In India, we have less electricity than we need. And we waste thousands of megawatts of electricity on a single day. Does this do any good to us or our country? As a responsible citizen, we must think about these problems.

The true celebration of Diwali, however, means something else. Diwali comes after a chain of festivals. First comes navratras. This is a nine day festival where people keep fasts and pray different goddesses. People prey shakti (The Power) which governs the world. The aim of navratras is to purify our behavior. It is the process of aatm-shuddhi i.e. purification of one’s thoughts. After navratra, comes Dussehra. This is celebrated as the victory of good over the evil. This means that by dushhera, we have cleared and purified our thoughts. A pure heart is subject to enlightenment. So now we are on the path of enlightenment. Then came Diwali – the festival of enlightenment. By now, our thoughts are purest and our heart is full of enlightenment.

So Diwali is about the lightning of our inner self and not about wasting electricity and polluting air. I hope, next time before purchasing crackers, we will think about it.


5 thoughts on “Happy Diwali

  1. Yanesh,

    Take a chill pill.

    You know there is something called utilitarianism. This is doctrine that states “the moral worth of an action is determined solely by its outcome.” In simple words, it means “The ends justify the means”.

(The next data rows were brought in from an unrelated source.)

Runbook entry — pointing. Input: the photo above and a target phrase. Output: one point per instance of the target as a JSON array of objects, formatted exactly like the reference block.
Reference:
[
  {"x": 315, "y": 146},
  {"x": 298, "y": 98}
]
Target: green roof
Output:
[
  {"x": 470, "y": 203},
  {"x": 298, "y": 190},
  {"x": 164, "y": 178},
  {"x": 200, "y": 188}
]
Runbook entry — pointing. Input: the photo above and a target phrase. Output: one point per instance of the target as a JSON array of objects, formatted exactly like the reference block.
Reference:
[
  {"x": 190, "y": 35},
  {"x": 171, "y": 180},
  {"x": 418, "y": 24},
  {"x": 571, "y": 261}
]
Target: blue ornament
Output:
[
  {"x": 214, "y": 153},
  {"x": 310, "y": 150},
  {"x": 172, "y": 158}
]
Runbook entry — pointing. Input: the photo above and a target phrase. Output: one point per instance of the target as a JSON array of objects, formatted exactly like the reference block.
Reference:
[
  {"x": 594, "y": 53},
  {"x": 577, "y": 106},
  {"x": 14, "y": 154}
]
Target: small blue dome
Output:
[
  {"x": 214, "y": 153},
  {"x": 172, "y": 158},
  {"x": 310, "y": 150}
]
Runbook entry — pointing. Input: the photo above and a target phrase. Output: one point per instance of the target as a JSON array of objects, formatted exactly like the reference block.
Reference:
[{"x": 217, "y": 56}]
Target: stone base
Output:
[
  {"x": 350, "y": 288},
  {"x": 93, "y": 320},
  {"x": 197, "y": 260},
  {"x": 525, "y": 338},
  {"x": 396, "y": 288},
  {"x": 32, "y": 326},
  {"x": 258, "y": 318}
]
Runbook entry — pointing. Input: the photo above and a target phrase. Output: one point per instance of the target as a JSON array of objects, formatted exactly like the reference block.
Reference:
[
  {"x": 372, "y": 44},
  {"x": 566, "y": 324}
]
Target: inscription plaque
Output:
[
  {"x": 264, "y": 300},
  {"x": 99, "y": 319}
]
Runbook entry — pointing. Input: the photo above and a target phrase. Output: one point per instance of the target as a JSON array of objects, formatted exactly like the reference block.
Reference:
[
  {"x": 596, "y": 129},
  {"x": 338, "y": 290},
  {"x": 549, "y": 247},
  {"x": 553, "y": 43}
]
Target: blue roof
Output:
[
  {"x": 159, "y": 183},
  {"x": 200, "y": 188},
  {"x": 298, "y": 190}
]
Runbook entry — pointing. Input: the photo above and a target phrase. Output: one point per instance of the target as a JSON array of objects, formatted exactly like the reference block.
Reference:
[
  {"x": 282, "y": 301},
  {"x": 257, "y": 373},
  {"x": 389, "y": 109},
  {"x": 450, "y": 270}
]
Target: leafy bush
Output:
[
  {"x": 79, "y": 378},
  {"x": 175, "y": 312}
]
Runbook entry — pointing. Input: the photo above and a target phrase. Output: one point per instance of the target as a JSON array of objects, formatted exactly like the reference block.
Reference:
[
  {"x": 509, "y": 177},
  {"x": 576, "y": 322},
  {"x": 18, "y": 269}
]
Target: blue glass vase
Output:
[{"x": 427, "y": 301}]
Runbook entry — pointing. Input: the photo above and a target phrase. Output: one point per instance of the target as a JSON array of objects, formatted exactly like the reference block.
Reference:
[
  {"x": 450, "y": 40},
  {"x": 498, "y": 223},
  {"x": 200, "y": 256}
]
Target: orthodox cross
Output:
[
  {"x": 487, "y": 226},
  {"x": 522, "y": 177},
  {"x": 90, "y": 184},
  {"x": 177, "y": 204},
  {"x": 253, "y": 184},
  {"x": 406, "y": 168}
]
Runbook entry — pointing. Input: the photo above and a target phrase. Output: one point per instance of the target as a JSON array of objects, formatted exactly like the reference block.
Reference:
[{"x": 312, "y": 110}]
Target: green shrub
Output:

    If celebrating diwali, as it is done, brings even an iota of happiness among the otherwise unhappy people; it is completely justified. Moreover, I think only two or three days like Holi and Diwali bring people of a locality together. How many times people get an opportunity to come closer to your neighbors. The importance of this socialization need not be explained.

    The amount of noise and air pollution these crackers create is infinitesimally smaller than that by big factories. But, that is ok in the name of development. Why all this hue and cry about crackers then?

    If you talk about poisonous gases, have you ever heard anyone dying due to these gases produced by crackers? Moreover what do you want from your money. The smile on your child’s face a cracker can bring is not possible with any amount of your monetary savings.

    Even watching cricket is wastage of time, as one could spend that time writing some code in .net probably; but you cant imagine the amount of national integrity cricket brings. You can see rickshaw pullers and house-maids getting ecstatic when India wins. So, my point is that things have their positive side too, and THAT is what is more important. The typical Indian mentality of looking at the darker side of things should be shed off. Try to see the brighter side as well.


  2. I totally agree with manish. One day is not concern whether it is diwali or cricket 🙂

    you should think about growing pollution level in city due increase in traffic (specially diseal cars :):) ) and decrease in greenery.

    Yanesh, have u ever planted a plant in your life ?
    do u know how much pollution smoking causes?


  3. Hi ,
    What i think is we people are really losing the real meaning of festivals. We have started believing that it is mandatory to fire as much as crackers on

    Diwali without really realizing the fact that how much pollution and harm it is causing to the environment. In old days people use to celebrate Diwali only through lights by using Diyas and candles. I am not against Diwali but I am against the way now days people started celebrating the festivals. Festivals have just become a kind of show off nowadays for most of the people. Diwali is no doubt a beautiful and greatest festival celebrated all over the world.

    Lets be simple and traditional while celebrating the festivals like people use to Celebrate the festivals in old days.

    Cheers for Deepawali !!


    Vimal Prasad

  4. Well Devinder,

    I belong to a farmer family. There are lots of plants at my home and fields as well. And if I consider working in fields, I have planted millions of billions of plants.


  5. Hope you will provide rest of guys directions up to satpudda ke jungle, I think no one will object if u take charge from now.